Good Evening Shipmates,

I am researching my next railway model (please see my other models in the introduction forum), and am seeking information on the QM in 1936.

When the QM left Southampton on her maiden voyage in 1936 the White Star Cunard had commissioned a large scale model of the ship to be on display at the quayside. This model was to 1: 58 scale and at 18 feet long weighed 1/4 ton. The model was built by John Brown, and currently is housed at the Glasgow Riverside Museum.

The model was transported to Southampton by railway in a large wooden crate and my project is a model in 7mm scale of the original model. This makes my model 5 inches long at 1:2,500 scale. The attached pictures show the progress in making the trolley, glass glass and wooden crate, with a photo of the ship for illustration purposes. The ship model is the next challenge and I think that I have enough data and information for the ship to make a start. I am using a plastic kit by Revel as a guide. The railway wagon should be fairly straight forward.

The reason for this post is to seek any pictures of the ship model on the quayside as the QM slipped her lines in 1936. I am rather guessing how the glass case and trolley should look and colours but any info would be helpful. 

I am also planning make some large signs for the crate along the lines of: 'RMS Queen Mary, Celebrating the Jubilee of King George and Queen Mary in 1935, and 65 years of shipbuilding on the Clyde.
John Browns, Glasgow.'

Please do comment, many thanks and Happy New Year,

David.


----------



## CommanderChuff (Dec 29, 2012)

The finished model of the RMS Queen Mary model


----------



## makko (Jul 20, 2006)

You answered my question on the photo!
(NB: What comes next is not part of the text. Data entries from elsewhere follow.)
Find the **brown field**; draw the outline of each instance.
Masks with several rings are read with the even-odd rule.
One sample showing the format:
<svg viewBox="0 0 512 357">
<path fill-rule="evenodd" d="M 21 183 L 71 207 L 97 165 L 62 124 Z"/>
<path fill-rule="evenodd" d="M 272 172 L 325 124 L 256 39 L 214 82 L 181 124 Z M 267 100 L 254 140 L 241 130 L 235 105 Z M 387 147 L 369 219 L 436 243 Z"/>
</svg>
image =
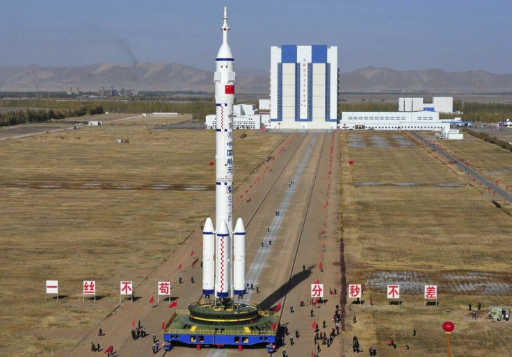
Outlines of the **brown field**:
<svg viewBox="0 0 512 357">
<path fill-rule="evenodd" d="M 512 141 L 512 129 L 499 129 L 488 132 L 490 136 L 500 140 Z M 467 133 L 463 140 L 436 140 L 448 149 L 449 152 L 461 156 L 469 163 L 481 170 L 494 180 L 499 180 L 500 185 L 509 185 L 512 190 L 512 151 L 498 145 L 481 140 Z"/>
<path fill-rule="evenodd" d="M 453 165 L 423 146 L 397 144 L 396 135 L 342 136 L 347 283 L 367 287 L 362 306 L 349 299 L 344 351 L 352 354 L 351 337 L 356 335 L 365 354 L 373 345 L 378 356 L 443 356 L 441 325 L 451 320 L 456 325 L 453 356 L 510 356 L 512 322 L 486 317 L 489 305 L 512 305 L 512 218 L 506 212 L 510 204 L 497 208 L 491 195 L 475 189 Z M 442 142 L 448 143 L 468 160 L 477 161 L 481 153 L 483 158 L 474 163 L 486 169 L 512 162 L 505 164 L 501 155 L 488 153 L 494 148 L 479 140 Z M 354 161 L 351 169 L 349 160 Z M 386 285 L 392 283 L 400 285 L 400 306 L 386 299 Z M 424 285 L 431 284 L 439 290 L 438 308 L 424 304 Z M 472 320 L 468 304 L 476 308 L 479 302 L 482 310 Z M 388 338 L 397 349 L 387 346 Z M 405 344 L 410 350 L 403 349 Z"/>
<path fill-rule="evenodd" d="M 118 303 L 120 280 L 132 280 L 136 295 L 214 208 L 214 132 L 154 124 L 138 118 L 0 143 L 0 354 L 78 343 Z M 286 135 L 237 134 L 240 184 Z M 185 190 L 193 185 L 200 188 Z M 59 281 L 58 303 L 45 301 L 47 279 Z M 84 304 L 88 279 L 97 300 Z"/>
</svg>

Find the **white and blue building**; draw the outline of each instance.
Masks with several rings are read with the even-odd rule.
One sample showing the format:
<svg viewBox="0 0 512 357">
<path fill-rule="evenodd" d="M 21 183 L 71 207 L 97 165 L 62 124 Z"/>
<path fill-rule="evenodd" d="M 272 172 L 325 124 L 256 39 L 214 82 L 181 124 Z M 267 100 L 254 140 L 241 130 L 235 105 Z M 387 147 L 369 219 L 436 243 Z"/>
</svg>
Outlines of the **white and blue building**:
<svg viewBox="0 0 512 357">
<path fill-rule="evenodd" d="M 270 81 L 266 128 L 337 128 L 337 47 L 273 46 Z"/>
</svg>

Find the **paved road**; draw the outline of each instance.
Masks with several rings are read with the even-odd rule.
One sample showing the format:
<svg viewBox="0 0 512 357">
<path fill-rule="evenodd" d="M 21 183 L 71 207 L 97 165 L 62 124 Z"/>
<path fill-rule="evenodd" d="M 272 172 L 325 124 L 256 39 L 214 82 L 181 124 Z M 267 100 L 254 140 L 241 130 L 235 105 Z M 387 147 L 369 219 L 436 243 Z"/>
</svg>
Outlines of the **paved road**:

Remarkable and well done.
Rgds.
Dave


----------



## 5036 (Jan 23, 2006)

Simply stunning work. Well done.


----------



## 40907 (Sep 26, 2009)

Quite amazing! (Thumb) I'm in awe of the modelers' talent.


----------



## ben27 (Dec 27, 2012)

good day commanderchuff.m.30th,dec.2012.08:03.re:maiden voyage of rms,queen mary,thank you for sharing your great models,a credit to your skill.have a good day.regsards ben27


----------